Wrath: Impatience with the audience
If you are a performing storyteller, you should be able to handle your audience. Of course it is partly up to the organizers to make sure the setting is quiet and organized - and even to gently remind parents of screaming toddles in an adult performance to please take them outside - but the storyteller can't push all responsibility on them. Being impatient with the audience if they are not engaged with the story only makes a situation worse. No one likes to be yelled or glared at from the stage.

Envy: Copying other storytellers
If this list was in order of seriousness, this would definitely be on top. Not respecting other storytellers' work shows a lack of respect for the profession of storytelling in general ("it's okay to steal it, they didn't work that hard on it anyway"). Even folktales can be a storyteller's own if they have developed their own signature telling and version. Taking anything - signature stories, original tales, workshop materials, etc. - without asking permission is rude, to say the least.

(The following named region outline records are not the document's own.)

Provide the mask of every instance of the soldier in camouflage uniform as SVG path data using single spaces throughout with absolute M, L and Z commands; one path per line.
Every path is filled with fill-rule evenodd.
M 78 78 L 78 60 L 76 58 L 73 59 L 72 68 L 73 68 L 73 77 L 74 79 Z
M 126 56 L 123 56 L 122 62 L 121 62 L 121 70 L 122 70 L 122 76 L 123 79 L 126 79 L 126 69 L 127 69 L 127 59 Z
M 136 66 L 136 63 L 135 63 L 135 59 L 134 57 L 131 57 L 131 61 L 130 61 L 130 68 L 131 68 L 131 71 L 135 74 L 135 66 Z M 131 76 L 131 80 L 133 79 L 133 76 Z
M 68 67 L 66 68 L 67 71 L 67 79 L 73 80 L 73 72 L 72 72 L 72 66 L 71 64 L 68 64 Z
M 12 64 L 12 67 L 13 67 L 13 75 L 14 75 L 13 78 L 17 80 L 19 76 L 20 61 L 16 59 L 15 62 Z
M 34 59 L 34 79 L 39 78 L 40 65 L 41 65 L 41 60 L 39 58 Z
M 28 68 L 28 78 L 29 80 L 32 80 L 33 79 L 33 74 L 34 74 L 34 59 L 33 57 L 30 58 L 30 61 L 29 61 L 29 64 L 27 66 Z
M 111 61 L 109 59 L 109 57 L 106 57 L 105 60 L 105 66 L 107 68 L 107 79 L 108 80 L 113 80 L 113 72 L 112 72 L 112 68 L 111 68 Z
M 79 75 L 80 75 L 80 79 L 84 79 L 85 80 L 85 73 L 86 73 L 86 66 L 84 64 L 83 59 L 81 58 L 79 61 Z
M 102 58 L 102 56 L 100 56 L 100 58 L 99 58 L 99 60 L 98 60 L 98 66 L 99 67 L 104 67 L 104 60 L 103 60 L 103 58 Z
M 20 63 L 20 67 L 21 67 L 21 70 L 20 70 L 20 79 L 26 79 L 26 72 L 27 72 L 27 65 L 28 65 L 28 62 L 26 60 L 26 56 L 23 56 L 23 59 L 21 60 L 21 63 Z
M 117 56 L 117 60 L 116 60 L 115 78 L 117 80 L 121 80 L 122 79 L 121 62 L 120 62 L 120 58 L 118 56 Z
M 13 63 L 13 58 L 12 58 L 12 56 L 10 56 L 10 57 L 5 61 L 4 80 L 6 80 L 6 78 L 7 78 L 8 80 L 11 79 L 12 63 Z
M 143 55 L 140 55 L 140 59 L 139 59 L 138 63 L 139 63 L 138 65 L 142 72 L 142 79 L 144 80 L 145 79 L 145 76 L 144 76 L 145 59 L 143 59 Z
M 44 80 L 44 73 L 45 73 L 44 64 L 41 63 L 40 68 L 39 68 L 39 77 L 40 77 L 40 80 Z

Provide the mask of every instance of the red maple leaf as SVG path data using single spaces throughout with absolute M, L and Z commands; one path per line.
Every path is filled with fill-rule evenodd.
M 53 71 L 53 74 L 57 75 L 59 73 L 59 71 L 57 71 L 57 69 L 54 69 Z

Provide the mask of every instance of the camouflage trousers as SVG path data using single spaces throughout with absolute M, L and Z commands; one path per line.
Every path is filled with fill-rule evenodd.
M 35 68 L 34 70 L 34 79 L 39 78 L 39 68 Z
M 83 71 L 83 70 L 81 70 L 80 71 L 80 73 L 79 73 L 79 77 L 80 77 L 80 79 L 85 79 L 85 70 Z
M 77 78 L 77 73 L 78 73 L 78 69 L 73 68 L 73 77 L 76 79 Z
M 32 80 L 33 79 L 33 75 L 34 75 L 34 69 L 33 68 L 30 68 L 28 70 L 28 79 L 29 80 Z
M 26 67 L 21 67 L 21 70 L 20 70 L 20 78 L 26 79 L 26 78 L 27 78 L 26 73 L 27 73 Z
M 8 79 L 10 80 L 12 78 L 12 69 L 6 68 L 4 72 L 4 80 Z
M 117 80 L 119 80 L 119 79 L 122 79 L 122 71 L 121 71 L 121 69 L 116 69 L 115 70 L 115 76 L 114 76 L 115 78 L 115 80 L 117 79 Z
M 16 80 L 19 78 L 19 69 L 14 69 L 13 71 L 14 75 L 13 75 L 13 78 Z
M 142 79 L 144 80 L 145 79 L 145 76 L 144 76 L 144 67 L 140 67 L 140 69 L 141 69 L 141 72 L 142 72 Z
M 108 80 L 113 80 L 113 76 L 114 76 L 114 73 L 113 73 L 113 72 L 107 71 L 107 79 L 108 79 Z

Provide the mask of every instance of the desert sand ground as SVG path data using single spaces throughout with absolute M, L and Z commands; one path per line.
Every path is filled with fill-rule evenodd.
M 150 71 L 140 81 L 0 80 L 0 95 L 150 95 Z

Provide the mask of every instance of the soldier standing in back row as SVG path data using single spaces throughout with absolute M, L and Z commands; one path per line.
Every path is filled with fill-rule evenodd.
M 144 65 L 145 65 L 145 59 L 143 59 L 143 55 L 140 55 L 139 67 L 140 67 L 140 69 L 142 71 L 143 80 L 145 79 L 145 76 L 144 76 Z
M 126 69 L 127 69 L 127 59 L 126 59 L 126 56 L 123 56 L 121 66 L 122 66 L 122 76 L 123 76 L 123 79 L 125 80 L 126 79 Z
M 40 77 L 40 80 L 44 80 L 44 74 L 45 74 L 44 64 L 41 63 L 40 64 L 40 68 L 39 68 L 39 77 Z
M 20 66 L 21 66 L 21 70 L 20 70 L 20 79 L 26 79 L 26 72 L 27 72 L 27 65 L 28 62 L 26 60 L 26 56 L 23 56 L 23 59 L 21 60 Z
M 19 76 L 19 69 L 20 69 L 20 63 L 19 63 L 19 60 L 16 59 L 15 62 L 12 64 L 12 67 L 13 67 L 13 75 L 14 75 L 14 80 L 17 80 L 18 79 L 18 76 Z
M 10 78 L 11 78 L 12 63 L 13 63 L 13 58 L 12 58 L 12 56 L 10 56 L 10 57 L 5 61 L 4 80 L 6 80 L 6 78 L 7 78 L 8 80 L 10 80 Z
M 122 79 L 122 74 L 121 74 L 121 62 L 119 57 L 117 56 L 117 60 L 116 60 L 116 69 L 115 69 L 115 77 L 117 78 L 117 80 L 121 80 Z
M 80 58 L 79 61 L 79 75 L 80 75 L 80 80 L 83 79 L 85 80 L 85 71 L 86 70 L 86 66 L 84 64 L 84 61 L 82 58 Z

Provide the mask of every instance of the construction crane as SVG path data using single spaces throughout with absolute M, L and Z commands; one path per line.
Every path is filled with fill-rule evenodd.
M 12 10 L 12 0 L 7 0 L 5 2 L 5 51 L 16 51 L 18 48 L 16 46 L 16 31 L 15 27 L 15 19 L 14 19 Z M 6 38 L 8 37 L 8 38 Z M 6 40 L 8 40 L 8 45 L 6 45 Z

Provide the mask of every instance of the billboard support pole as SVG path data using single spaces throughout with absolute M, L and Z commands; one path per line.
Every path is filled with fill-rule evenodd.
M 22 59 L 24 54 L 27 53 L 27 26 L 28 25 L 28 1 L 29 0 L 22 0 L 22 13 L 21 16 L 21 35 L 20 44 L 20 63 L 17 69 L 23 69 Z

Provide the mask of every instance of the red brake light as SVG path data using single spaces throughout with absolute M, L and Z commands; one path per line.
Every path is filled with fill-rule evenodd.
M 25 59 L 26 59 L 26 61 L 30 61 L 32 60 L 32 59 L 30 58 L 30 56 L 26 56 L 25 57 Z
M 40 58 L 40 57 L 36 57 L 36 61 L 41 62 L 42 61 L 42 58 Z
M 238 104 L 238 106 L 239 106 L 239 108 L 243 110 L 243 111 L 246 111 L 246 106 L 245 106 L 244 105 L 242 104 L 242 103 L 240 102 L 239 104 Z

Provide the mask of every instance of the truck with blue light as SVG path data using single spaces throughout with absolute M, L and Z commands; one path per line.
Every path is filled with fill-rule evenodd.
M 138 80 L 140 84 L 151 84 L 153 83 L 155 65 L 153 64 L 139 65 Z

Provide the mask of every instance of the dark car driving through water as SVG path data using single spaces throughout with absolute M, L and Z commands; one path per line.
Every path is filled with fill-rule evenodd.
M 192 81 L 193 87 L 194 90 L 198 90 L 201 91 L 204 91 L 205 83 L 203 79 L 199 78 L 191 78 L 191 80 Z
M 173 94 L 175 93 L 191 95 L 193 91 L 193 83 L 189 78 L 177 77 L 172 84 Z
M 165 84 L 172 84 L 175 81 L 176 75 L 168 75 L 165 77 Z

Gluttony: Taking stories that don't belong to you
Some stories, for various reasons, can be off limits. Maybe they are under copyright law, or maybe they belong to a sacred tradition that doesn't want them told out of context. Whatever the case, telling stories just because there is no "storytelling police" to stop you is not very ethical.

Lust: ?
Honestly I couldn't come up with a lust-related sin (other than "don't make kids at storytelling competitions tell bawdy stories" - I have seen that happen), so I am going to put one here that is important: Not telling well. All the passion and integrity in the world will not help you if you don't speak loud enough. It is definitely one of the deadly sins if the storyteller fails to perform as well as the stories require; if she/he mutters, stutters, drawls on forever, looses track of the plot, "umm's" and "err's", or, like, uses words that don't go with the story's mood, dude.

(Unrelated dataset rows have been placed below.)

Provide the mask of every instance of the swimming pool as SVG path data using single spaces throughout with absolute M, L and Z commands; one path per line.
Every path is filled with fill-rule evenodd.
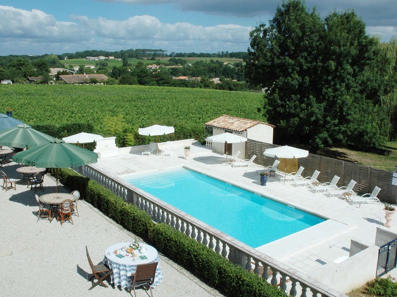
M 326 220 L 186 168 L 124 179 L 254 248 Z

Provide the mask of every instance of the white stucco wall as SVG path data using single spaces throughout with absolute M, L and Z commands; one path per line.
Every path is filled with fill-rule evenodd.
M 273 130 L 271 126 L 258 124 L 247 130 L 246 137 L 248 139 L 272 144 Z

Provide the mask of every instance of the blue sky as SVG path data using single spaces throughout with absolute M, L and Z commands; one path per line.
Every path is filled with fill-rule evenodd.
M 306 0 L 325 17 L 353 9 L 367 33 L 397 36 L 397 0 Z M 0 55 L 161 49 L 246 51 L 281 0 L 0 0 Z

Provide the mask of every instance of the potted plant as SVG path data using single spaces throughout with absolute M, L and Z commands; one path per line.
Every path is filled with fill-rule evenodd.
M 5 108 L 5 113 L 8 116 L 12 116 L 12 108 L 7 106 Z
M 183 149 L 185 150 L 185 159 L 187 160 L 188 157 L 190 153 L 190 147 L 189 146 L 186 146 L 184 147 Z
M 385 203 L 383 210 L 385 211 L 385 219 L 386 220 L 386 223 L 383 226 L 390 228 L 392 227 L 391 222 L 393 219 L 393 214 L 396 212 L 396 208 L 392 204 Z
M 270 172 L 268 171 L 261 171 L 259 173 L 259 177 L 261 180 L 261 185 L 266 186 L 267 182 L 267 177 L 270 175 Z

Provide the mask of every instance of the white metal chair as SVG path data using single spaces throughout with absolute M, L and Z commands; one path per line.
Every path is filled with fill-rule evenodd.
M 347 202 L 352 205 L 358 205 L 360 207 L 361 204 L 368 203 L 374 203 L 379 205 L 383 205 L 379 198 L 377 197 L 378 194 L 381 191 L 381 188 L 376 186 L 371 193 L 366 193 L 361 196 L 357 195 L 352 195 L 347 199 Z
M 330 182 L 320 184 L 317 186 L 311 184 L 309 187 L 310 190 L 316 193 L 323 193 L 329 189 L 337 189 L 338 187 L 336 186 L 336 184 L 337 184 L 340 178 L 337 175 L 334 175 L 333 178 L 332 178 L 332 180 Z
M 300 166 L 296 172 L 290 172 L 285 174 L 280 178 L 280 182 L 293 182 L 298 180 L 303 180 L 304 178 L 302 176 L 302 173 L 305 169 L 303 166 Z

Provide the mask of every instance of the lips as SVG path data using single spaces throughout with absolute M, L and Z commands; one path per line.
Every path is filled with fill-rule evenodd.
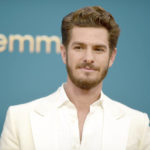
M 87 70 L 87 71 L 99 71 L 99 68 L 95 67 L 93 64 L 81 64 L 77 68 Z

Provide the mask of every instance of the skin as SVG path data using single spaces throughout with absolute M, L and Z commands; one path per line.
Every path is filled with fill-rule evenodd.
M 90 111 L 90 105 L 100 97 L 103 72 L 112 66 L 116 49 L 110 55 L 108 31 L 105 28 L 73 27 L 71 33 L 67 50 L 65 46 L 61 46 L 63 62 L 71 69 L 75 80 L 84 83 L 98 81 L 90 88 L 82 88 L 68 75 L 64 85 L 67 96 L 77 109 L 81 141 L 83 125 Z

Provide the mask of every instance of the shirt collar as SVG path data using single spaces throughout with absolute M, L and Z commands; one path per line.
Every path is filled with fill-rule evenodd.
M 66 91 L 64 89 L 64 84 L 62 84 L 58 90 L 60 92 L 60 99 L 59 99 L 59 101 L 57 101 L 58 102 L 57 106 L 61 107 L 63 105 L 67 105 L 68 103 L 71 103 L 71 101 L 69 100 L 69 98 L 66 94 Z M 93 104 L 91 104 L 91 107 L 93 107 L 93 108 L 94 107 L 102 107 L 103 108 L 103 101 L 104 101 L 104 94 L 101 91 L 100 98 L 97 101 L 95 101 Z

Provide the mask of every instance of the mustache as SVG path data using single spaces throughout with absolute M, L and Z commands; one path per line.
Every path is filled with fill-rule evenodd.
M 95 65 L 91 64 L 91 63 L 82 63 L 82 64 L 78 64 L 76 66 L 76 68 L 88 68 L 88 69 L 92 69 L 92 70 L 96 70 L 96 71 L 100 71 L 99 67 L 96 67 Z

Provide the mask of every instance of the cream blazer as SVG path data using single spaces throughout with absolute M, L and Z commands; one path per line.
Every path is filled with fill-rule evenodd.
M 0 150 L 65 150 L 57 141 L 57 107 L 60 90 L 8 109 Z M 104 129 L 101 150 L 150 150 L 149 119 L 104 95 Z

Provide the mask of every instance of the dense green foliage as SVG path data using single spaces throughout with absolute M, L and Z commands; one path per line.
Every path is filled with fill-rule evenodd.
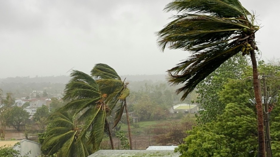
M 13 126 L 18 131 L 21 131 L 21 125 L 23 124 L 29 118 L 28 112 L 17 106 L 13 107 L 5 114 L 6 117 L 9 117 L 7 120 L 7 124 Z
M 116 137 L 119 139 L 121 141 L 121 145 L 124 149 L 128 149 L 130 147 L 130 145 L 128 142 L 128 139 L 125 137 L 125 134 L 123 130 L 120 130 L 116 133 Z
M 52 125 L 48 126 L 46 134 L 41 135 L 39 139 L 41 142 L 43 141 L 43 153 L 69 157 L 86 157 L 91 154 L 91 147 L 85 143 L 87 139 L 78 138 L 82 126 L 76 121 L 76 117 L 67 112 L 51 115 Z
M 222 91 L 223 87 L 226 88 L 223 86 L 229 79 L 240 79 L 247 64 L 247 60 L 241 55 L 237 55 L 222 64 L 198 84 L 196 91 L 198 94 L 197 102 L 205 110 L 200 113 L 198 118 L 199 122 L 203 123 L 215 120 L 217 116 L 222 113 L 227 104 L 235 102 L 223 102 L 223 99 L 229 100 L 222 95 L 223 93 L 227 94 L 227 92 L 229 91 L 225 90 Z M 232 91 L 231 89 L 228 91 Z
M 177 151 L 182 157 L 254 156 L 258 142 L 256 119 L 244 104 L 227 105 L 217 120 L 196 126 Z

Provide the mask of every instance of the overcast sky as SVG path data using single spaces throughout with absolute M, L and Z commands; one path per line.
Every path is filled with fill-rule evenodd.
M 280 1 L 241 0 L 264 26 L 262 58 L 279 58 Z M 121 75 L 164 74 L 189 55 L 156 44 L 170 0 L 0 0 L 0 78 L 88 73 L 105 63 Z

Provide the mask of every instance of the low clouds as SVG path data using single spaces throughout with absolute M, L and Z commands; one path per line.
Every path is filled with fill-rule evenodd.
M 162 11 L 169 1 L 0 0 L 0 77 L 67 74 L 73 66 L 88 73 L 98 63 L 121 74 L 164 73 L 189 55 L 157 47 L 155 33 L 172 15 Z M 241 2 L 261 15 L 263 56 L 277 58 L 267 45 L 277 44 L 269 36 L 279 34 L 274 29 L 280 2 Z

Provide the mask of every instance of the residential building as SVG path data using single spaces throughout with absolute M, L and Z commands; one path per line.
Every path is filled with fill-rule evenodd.
M 41 154 L 41 145 L 27 139 L 21 140 L 0 141 L 0 146 L 12 147 L 15 150 L 20 152 L 21 155 L 29 157 L 38 157 Z
M 169 109 L 170 113 L 197 113 L 198 107 L 196 105 L 188 104 L 181 104 L 173 105 Z
M 48 98 L 35 99 L 36 101 L 29 102 L 29 106 L 31 107 L 38 108 L 44 105 L 49 107 L 49 104 L 52 102 L 51 99 Z
M 24 110 L 29 113 L 29 119 L 32 119 L 33 116 L 37 110 L 37 108 L 30 107 L 30 106 L 27 107 L 23 109 Z
M 174 150 L 99 150 L 88 157 L 179 157 Z
M 26 99 L 23 98 L 21 99 L 17 99 L 15 101 L 15 105 L 19 107 L 21 107 L 25 103 L 27 102 L 29 102 L 29 104 L 32 102 L 38 101 L 38 100 L 36 99 L 33 98 L 29 99 Z

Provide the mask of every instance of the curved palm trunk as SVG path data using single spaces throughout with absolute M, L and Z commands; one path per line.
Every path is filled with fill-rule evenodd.
M 128 137 L 129 138 L 129 143 L 130 149 L 132 149 L 132 139 L 131 138 L 131 131 L 130 130 L 130 122 L 129 121 L 129 117 L 128 111 L 127 110 L 127 106 L 126 104 L 126 99 L 125 99 L 125 113 L 126 114 L 126 120 L 127 121 L 127 128 L 128 129 Z
M 106 123 L 106 127 L 108 130 L 108 133 L 109 134 L 109 138 L 110 138 L 110 142 L 111 142 L 111 148 L 112 150 L 114 149 L 114 142 L 113 142 L 113 139 L 112 137 L 112 134 L 111 134 L 111 130 L 110 129 L 110 125 L 107 120 L 107 118 L 105 119 L 105 123 Z
M 253 67 L 253 80 L 255 97 L 256 102 L 257 113 L 258 117 L 258 136 L 259 139 L 259 156 L 265 157 L 265 144 L 264 131 L 264 116 L 262 111 L 262 104 L 261 98 L 260 85 L 258 80 L 257 61 L 254 50 L 250 53 L 251 59 Z

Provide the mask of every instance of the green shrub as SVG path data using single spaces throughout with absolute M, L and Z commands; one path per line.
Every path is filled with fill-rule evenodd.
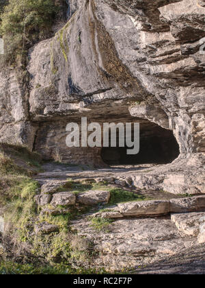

What other storytelling sins or mistakes do you think are important to mention?


  1. Great list. I think a lot of this could translate over to fiction writing and copycat tactics.

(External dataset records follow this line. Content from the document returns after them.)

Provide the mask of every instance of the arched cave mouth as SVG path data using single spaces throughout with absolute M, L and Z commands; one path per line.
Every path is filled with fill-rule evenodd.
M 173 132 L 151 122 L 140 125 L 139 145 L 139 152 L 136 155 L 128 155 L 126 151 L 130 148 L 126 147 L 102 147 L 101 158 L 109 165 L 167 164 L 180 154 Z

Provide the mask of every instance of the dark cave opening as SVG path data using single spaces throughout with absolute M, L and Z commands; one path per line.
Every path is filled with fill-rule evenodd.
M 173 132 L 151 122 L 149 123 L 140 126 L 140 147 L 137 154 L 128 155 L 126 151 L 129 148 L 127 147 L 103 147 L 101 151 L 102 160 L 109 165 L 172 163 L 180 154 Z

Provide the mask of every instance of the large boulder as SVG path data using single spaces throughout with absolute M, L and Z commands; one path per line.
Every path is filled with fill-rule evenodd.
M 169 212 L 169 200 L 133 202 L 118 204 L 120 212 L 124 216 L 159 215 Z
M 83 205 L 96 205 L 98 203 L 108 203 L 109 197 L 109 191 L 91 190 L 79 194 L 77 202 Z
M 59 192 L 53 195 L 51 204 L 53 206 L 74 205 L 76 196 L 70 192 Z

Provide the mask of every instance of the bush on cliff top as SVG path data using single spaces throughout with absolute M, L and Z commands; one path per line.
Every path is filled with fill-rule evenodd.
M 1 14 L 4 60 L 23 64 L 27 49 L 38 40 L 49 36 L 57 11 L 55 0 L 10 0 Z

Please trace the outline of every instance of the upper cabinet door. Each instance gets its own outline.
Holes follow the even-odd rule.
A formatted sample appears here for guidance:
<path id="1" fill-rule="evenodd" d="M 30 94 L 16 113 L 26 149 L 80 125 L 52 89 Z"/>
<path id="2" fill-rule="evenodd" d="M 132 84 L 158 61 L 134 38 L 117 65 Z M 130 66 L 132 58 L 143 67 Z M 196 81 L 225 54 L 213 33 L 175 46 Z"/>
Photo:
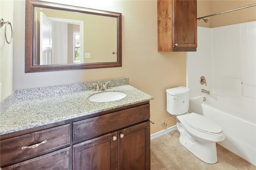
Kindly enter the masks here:
<path id="1" fill-rule="evenodd" d="M 196 48 L 196 1 L 174 0 L 172 3 L 173 51 L 178 49 L 178 51 L 179 48 Z"/>
<path id="2" fill-rule="evenodd" d="M 158 0 L 158 51 L 196 51 L 196 0 Z"/>

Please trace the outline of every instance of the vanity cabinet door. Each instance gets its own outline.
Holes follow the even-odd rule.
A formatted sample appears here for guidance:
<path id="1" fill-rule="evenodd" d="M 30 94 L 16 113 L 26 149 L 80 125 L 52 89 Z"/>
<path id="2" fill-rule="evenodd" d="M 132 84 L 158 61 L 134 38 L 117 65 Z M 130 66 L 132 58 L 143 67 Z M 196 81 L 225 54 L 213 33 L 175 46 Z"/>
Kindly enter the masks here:
<path id="1" fill-rule="evenodd" d="M 118 131 L 118 170 L 150 170 L 150 122 Z"/>
<path id="2" fill-rule="evenodd" d="M 73 169 L 116 170 L 117 132 L 73 146 Z"/>
<path id="3" fill-rule="evenodd" d="M 158 50 L 196 51 L 196 0 L 158 0 Z"/>

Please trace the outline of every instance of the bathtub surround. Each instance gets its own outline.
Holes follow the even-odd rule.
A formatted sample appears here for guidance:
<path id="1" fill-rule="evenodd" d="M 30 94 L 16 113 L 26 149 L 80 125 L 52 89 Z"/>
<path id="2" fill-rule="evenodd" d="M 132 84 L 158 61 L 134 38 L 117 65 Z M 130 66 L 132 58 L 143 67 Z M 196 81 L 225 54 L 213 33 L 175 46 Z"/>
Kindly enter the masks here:
<path id="1" fill-rule="evenodd" d="M 256 21 L 213 28 L 198 27 L 198 32 L 197 51 L 188 52 L 186 56 L 187 86 L 191 89 L 190 97 L 204 95 L 201 92 L 204 88 L 214 96 L 228 99 L 232 105 L 227 107 L 230 108 L 228 113 L 234 119 L 229 119 L 222 123 L 225 118 L 221 115 L 209 117 L 214 117 L 216 123 L 223 128 L 226 138 L 220 144 L 256 164 L 256 146 L 254 143 L 256 140 Z M 198 80 L 202 75 L 207 80 L 207 87 L 200 84 Z M 226 104 L 222 102 L 220 105 Z M 236 107 L 238 108 L 235 109 Z M 236 113 L 234 111 L 240 111 Z M 243 129 L 240 132 L 243 135 L 248 136 L 242 137 L 234 130 L 226 132 L 231 129 L 225 128 L 222 123 L 224 126 L 236 125 Z M 254 136 L 247 132 L 254 133 Z M 246 144 L 246 140 L 254 144 Z"/>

  2. Great post as usual Csenge. Your thoughts are always so cogent and spot on. As you said in the post, you were a bit "lost on lust" thought I have about a form of storyteller lust is this: the tendency to lust after other storytellers whose styles are intriguing and/or who are more well known.....and then to sacrifice ones own personal style and interest to do, stylisitcally, what others do instead of what you do. Kind of like the teen who lusts after inclusion in the popular sports clique when they are not sports oriented. I know you mentioned mimicry earlier and this is part of that I think...but I suspect the underlying rationale is different. Learning from others and their styles is one thing, one very important thing....and artistically sound when you apply new ideas it to your style and spin on the world. My concern is when one sacrifices his/her artistic self to lust after inclusion in a perceived in-crowd of storytelling. Because as you so wisely said, it is really not about us. 😊

    1. A very good point! Copying another teller's complete style is quite as bad as copying their repertoire :P

  3. Nicely done, Csenge! Could I offer for "lust" that desire, that craving, to "make it" without doing the work? Sure, there are those gigs and experiences that flirt with your ego and make you feel like you can take on the world! But for a longer-term, deeper relationship with stories and the storytelling world, you need to earn your chops. Thanks for your post! -- Ingrid

    1. Exactly :) No one gets into storytelling for riches and fame, but some people still act like it... :D

    2. Ingrid I think our two comments are sister-like :)

  4. Many of the points you said apply to writers too... if adapted to our medium.
    And I agree with you girls: lusting after someone else's style or themes or success it's bad for anyone and hurts us more then anyone else.

  5. Many of the points you said apply to writers too... if adapted to our medium.
    And I agree with you girls: lusting after someone else's style or themes or success it's bad for anyone and hurts us more then anyone else.